Hélio dos Anjos desabafou no início da temporada. “Quero que o Flamengo se dane. Não sou flamenguista, não trabalho no Flamengo”, disse o treinador do Paysandu ao lamentar a preferência para o gigante carioca no Pará. Seu time não pôde jogar no Mangueirão, para preservar o gramado para a partida entre os flamenguistas e o Sampaio Corrêa pelo Campeonato Carioca, fora do Rio de Janeiro, no último dia 31.

Em seu desabafo, o treinador falou em “preservar a identidade dos clubes locais” e lembrou o episódio em que criticou os torcedores goianos que torciam pelo Flamengo, em 2009. “Tenho ódio desses flamenguistas do interior de Goiás. Eles são uma vergonha, não têm identidade, nem caráter para honrar a própria terra. Pelo contrário, vestem a camisa do Flamengo, ou de qualquer outra grande equipe de fora, e vão ao estádio torcer contra um time do seu estado”, disse Hélio na ocasião.

O debate volta à tona todo início de ano, durante os campeonatos regionais, e, em 2024, quando os grandes clubes de Rio de Janeiro e São Paulo disputam seus jogos em outras regiões para grandes públicos, faz ainda mais sentido. Não vou dizer que é falta de caráter torcer para um clube grande de outro estado — é compreensível, inclusive, que os mais jovens se inclinem a acompanhar o estrelado futebol europeu —, mas é óbvio que algo já se perdeu quando isso acontece.

“O Tejo é mais belo que o rio que corre pela minha aldeia. Mas o Tejo não é mais belo que o rio que corre pela minha aldeia. Porque o Tejo não é o rio que corre pela minha aldeia”, diz o célebre poema de Alberto Caeiro (Fernando Pessoa). Que segue: “O Tejo desce de Espanha. E o Tejo entra no mar em Portugal. Toda a gente sabe isso. Mas poucos sabem qual é o rio da minha aldeia e para onde ele vai e donde ele vem. E por isso, porque pertence a menos gente, é mais livre e maior o rio da minha aldeia.”
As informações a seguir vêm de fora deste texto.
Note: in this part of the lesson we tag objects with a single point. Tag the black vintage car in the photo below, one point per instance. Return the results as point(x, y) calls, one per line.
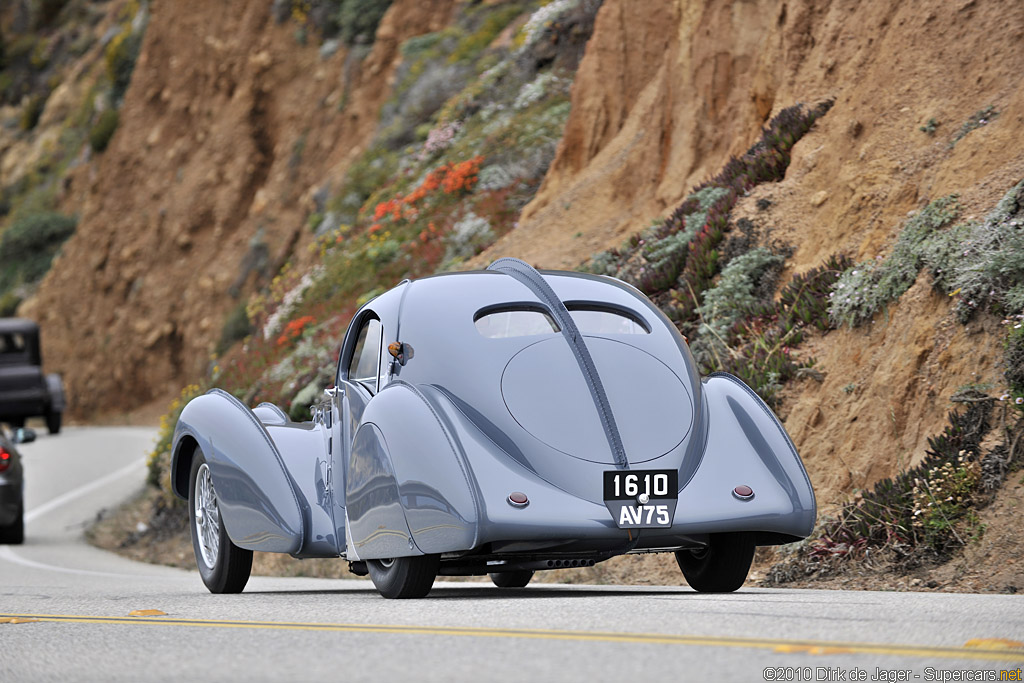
point(12, 485)
point(25, 390)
Não é o torcedor que escolhe o clube, mas o contrário. É por isso que os pais mais interessados em futebol catequizam os filhos com suas cores dentro de casa. Mas nem isso é garantia de sucesso. Sem uma comunidade que apoie o pai nesse convencimento, sem a identidade reclamada por Hélio dos Anjos ou um sentimento de pertencimento, o trabalho fica ainda mais difícil. É melhor optar por quem está ganhando ou, de tão grande, vai ganhar em algum momento, ainda que esteja em má fase.

Os maiores clubes de futebol se tornaram tão grandes no Brasil que invadiram, pela televisão, os bairros mais distantes das regiões Norte e Nordeste, em especial. Mas já estão sendo ultrapassados até por clubes médios da Europa, pelo mesmo motivo. É um processo progressivo que parece não ter volta, e que torna cada vez mais especial a ligação única entre um torcedor e seu time local.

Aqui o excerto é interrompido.